The house I grew up in was built around the turn of the century. Set in the woods atop a hill, it is the seat of all my childhood dreams. This was the house of homemade popsicles, first sleepovers, firefly nights, faerie houses, and favorite climbing trees. This is the house where I learned to ride a bike, kept a pony for the summer, and had my first (and only) tree house. This was the house in which I consumed and was consumed by hundreds of books whose stories became part of my personal mythology. Despite my grown up perspective, the property retains an aura of magic and mystery. As my first love, it will always hold a special place in my heart; but now, I’m looking for a new romance.

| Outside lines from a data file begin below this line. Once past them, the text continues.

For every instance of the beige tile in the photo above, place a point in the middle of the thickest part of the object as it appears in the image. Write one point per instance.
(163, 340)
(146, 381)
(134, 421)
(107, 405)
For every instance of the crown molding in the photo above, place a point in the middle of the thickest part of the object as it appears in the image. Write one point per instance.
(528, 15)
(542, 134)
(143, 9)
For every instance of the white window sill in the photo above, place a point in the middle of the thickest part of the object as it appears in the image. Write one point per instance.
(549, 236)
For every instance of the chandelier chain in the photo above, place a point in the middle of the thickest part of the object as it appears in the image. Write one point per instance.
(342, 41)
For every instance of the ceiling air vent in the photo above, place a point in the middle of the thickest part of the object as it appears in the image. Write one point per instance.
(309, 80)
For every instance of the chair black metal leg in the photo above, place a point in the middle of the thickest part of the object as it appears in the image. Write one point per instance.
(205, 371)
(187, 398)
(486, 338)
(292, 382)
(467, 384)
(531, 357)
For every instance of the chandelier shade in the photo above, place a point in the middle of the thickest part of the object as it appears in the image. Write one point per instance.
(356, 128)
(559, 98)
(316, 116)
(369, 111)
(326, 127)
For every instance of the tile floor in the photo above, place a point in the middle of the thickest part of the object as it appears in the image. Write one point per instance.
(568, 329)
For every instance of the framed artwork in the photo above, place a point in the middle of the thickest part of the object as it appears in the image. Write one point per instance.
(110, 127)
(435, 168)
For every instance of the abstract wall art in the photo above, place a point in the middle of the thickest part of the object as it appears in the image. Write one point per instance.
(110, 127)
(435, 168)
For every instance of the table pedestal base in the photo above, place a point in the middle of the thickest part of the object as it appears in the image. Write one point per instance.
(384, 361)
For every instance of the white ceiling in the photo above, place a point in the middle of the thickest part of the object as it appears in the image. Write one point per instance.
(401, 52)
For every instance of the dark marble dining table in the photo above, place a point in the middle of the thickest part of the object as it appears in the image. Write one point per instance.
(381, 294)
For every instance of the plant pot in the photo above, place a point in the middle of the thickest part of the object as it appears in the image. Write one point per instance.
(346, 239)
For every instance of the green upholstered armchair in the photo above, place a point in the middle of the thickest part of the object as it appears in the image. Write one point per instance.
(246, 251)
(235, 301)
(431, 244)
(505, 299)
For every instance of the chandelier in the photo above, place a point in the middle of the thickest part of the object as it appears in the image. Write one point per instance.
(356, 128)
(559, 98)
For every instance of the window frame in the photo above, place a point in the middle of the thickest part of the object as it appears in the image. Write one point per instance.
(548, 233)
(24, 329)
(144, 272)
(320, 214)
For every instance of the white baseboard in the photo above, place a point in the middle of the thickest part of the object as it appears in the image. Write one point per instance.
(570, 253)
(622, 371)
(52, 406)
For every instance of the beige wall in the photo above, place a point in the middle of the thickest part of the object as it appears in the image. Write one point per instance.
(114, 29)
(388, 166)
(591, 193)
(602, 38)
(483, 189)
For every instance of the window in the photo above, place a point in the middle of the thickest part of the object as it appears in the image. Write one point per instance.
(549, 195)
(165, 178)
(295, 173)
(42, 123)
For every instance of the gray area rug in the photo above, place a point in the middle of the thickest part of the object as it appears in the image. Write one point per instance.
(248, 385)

I do not know when or where I will find our next home sweet home. It is often said that in matters of the heart it’s best to let go of expectations and let fate do her thing, but I’m not sure the same rules apply in the world of real estate (especially in a market as desirable as ours). Part of me is waiting for fireworks and violins, but my pragmatic side has taken a decidedly more proactive approach. No need to be a wallflower or a damsel in distress. This is Sadie Hawkins territory.
The search may be short or long. The courtship may be simple or complicated. But though the path may twist and turn, two things are certain – true love will prevail and Cupid will find his mark here in Ipswich. Somewhere out there amidst our side streets, my perfect house waits for me. I look forward to our first meeting. Until that magic moment, please don’t be alarmed if you see a woman cruising slowly through your neighborhood in a late model SUV. She’s just a hopeless romantic looking for love in Ipswich.